Apple's shares (ticker: AAPL) have risen nearly 40% this year as investors anticipate increasing profitability due to the company's strategic shift towards services.
Last Tuesday, Apple announced details of its upcoming Apple TV + video services and Apple Arcade games.
The company also unveiled the iPhone 11, the iPhone 11 Pro and the iPhone 11 Pro Max. These new phone models feature faster processors, improved camera quality and longer battery life. The new iPhones are available for pre-order last Friday and will be available for sale in stores on September 20th.
Rosenblatt Securities analyst Jun Zhang on Monday reiterated his sales note for Apple's shares, citing weak pre-order data based on his analysis of wait times and checks with retailers.
Zhang estimated that weekend pre-orders were about 20% lower for the iPhone 11 Pro / Max and 15% lower for the iPhone 11, compared with comparable models in the UK. Last year. Other analysts have written that sales were on a "good start".

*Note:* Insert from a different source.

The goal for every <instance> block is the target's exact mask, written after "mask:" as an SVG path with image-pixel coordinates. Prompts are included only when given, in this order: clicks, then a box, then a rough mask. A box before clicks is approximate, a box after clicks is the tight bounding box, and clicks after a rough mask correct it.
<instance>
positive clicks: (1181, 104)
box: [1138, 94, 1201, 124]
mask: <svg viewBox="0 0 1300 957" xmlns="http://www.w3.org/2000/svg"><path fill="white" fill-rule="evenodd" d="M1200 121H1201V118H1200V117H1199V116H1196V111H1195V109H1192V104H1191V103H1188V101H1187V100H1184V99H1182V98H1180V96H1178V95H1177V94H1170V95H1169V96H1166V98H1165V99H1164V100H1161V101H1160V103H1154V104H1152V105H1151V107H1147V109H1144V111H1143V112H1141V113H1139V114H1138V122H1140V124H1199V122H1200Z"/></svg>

Apple's shares rose 0.2% to $ 219.17 on Monday, while the Dow Jones industrial average lost 0.5%. The company did not immediately respond to a request for comment on the report.
Zhang reaffirmed his forecast of $ 150 for Apple's action, about 30% less than the recent price. Investors hope that Apple will be able to compensate for the disappointments of the iPhone with the improvement of its services business. But that could be a difficult task, as Barron recently wrote.